The Worst of Both Worlds
Julian Sanchez of Reason Magazine has a compelling article (I call it a must read but it’s sure to rile the sensibilities of many of you) about how the contemporary “right” has adopted the worst of the contemporary left.
He begins by supporting Francis Fukuyama’s rejection of neoconservatism but he goes a great deal further tying Fukuyama’s thesis to Thomas Sowell’s (explicitly anti-liberal) classic A Conflict of Visions:
What is striking about this characterization is its extraordinary resemblance to the worldview economist and social theorist Thomas Sowell describes in his conservative classic A Conflict of Visions as the “unconstrained vision” of man and politics—a worldview that Sowell, here and in his more polemical follow-up The Vision of the Anointed, typically regards as distinctive of the left.On the “constrained” or “tragic” vision, Sowell explains, we are all embedded in phenomenally complex social systems that embody the evolved, inexpressible experience of many generations. Human nature is largely resistant to change and frequently troublesome. Broad and ambitious plans for social improvement—especially when they propose bettering not just human conditions but humanity itself—are to be regarded warily, because the knowledge explicitly available to even the wisest individual or group is dwarfed by the implicit wisdom of our evolved traditions. As Sowell puts it, “the particular cultural expressions of human needs peculiar to specific societies are not seen as being readily and beneficially changeable by forcible intervention.” In the “unconstrained” vision as exemplified by William Godwin and Jean-Jacques Rousseau, by contrast, human nature is fundamentally benign and cooperative, spoiled rather than tamed by society. Rational reform, spearheaded by an enlightened class, is the remedy for the psychic corruption wrought by superstition and blind adherence to custom.

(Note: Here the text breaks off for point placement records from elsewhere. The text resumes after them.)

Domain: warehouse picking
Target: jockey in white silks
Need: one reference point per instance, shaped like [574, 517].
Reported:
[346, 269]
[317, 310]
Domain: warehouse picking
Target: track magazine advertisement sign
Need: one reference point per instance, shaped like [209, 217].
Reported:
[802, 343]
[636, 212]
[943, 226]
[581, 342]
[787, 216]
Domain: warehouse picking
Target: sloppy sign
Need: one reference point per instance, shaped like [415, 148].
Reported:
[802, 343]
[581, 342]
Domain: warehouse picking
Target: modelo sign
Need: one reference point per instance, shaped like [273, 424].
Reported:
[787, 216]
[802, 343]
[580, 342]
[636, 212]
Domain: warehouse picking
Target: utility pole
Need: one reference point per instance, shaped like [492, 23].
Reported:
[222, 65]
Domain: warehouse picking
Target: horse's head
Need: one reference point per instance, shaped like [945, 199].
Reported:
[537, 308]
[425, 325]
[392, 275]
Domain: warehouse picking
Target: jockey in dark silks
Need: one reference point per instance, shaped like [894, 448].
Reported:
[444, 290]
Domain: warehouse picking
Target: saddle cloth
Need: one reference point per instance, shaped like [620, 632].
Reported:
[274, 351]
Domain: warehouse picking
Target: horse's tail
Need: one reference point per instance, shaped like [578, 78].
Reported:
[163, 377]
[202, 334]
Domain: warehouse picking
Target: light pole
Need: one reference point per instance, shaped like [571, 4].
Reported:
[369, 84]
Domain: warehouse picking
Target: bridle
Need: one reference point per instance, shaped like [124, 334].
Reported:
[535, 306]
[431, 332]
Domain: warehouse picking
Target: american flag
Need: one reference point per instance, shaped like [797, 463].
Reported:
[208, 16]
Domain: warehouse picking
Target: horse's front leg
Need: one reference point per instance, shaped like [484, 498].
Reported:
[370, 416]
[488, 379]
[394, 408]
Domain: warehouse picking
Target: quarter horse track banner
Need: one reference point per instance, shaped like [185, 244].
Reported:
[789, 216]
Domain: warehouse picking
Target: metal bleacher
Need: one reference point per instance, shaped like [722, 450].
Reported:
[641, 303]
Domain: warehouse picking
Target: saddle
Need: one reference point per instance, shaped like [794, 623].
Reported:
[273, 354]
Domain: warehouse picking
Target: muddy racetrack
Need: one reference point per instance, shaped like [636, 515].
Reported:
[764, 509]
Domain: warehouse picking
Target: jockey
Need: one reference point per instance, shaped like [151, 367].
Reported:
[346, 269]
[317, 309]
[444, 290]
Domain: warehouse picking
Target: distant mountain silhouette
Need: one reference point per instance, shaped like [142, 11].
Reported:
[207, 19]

Sanches goes on to make a great argument against the neoconservative ideal manifest in the current Iraq policy and the rather wishful thinking inherent in the unconstrained vision. He also spend a great deal according these flaws and contradictions to George Bush:
Even when it appears to be most traditional, contemporary conservatism bears the imprimatur of the unconstrained vision. When, at a primary debate before the 2000 elections, Bush averred that his favorite political philosopher was “Christ, because he changed my heart,” most supposed that the candidate was either exploiting an opportunity to trumpet his religiosity or simply couldn’t think of an actual political philosopher. But taken at face value, it is a surprisingly telling comment: It implies that the function of political philosophy is to change hearts.Bush’s defenses of his faith-based initiatives, for example, are redolent with the rhetoric of changed hearts, affirming that social programs are to be not merely ameliorative but transformative. Consonant with the constrained vision, Bush frequently recognizes that government is not equipped to undertake that sort of task directly, without intermediation by more local groups with a more direct understanding of the communities they serve. Yet he retains the core faith in government’s competence to steer a process that relies more on improving people than on improving the incentives people face. His Healthy Marriage Initiative recognizes, as thinkers guided by the constrained vision will, the importance of an evolved social institution, but seeks to manage it with the benefit of up-to-date social science. The No Child Left Behind act is meant to ensure the accountability of public schools—which sounds conservative enough—but it implements accountability to a set of centralized standards and measures, rather than local actors with more direct access to the needs and circumstances of children.
He says a great deal more, but his conclusion (and by no means does ths spoil the reading of the entire piece) comes to this:
None of this is to say that all good flows from the politics of the constrained vision and all ills from the unconstrained view. For my taste—and that of most libertarians, I suspect—Sowell’s constrained vision in its purer forms is probably a shade too constrained, too ready to assume that old customs continue to serve their traditional functions under changed circumstances. But it is the worst features of the unconstrained vision—its hubris, its pretense to omnicompetence—that have taken hold of the right. And if there is wisdom in each of the two perspectives, it should be worrying that, for all the other differences between the major parties, between progressives and conservatives, in this one fundamental way the political landscape increasingly offers only half the picture—different refractions of the same unconstrained vision. With the waning of the constrained perspective’s tempering influence, we’re left with a political vision that’s dangerously double.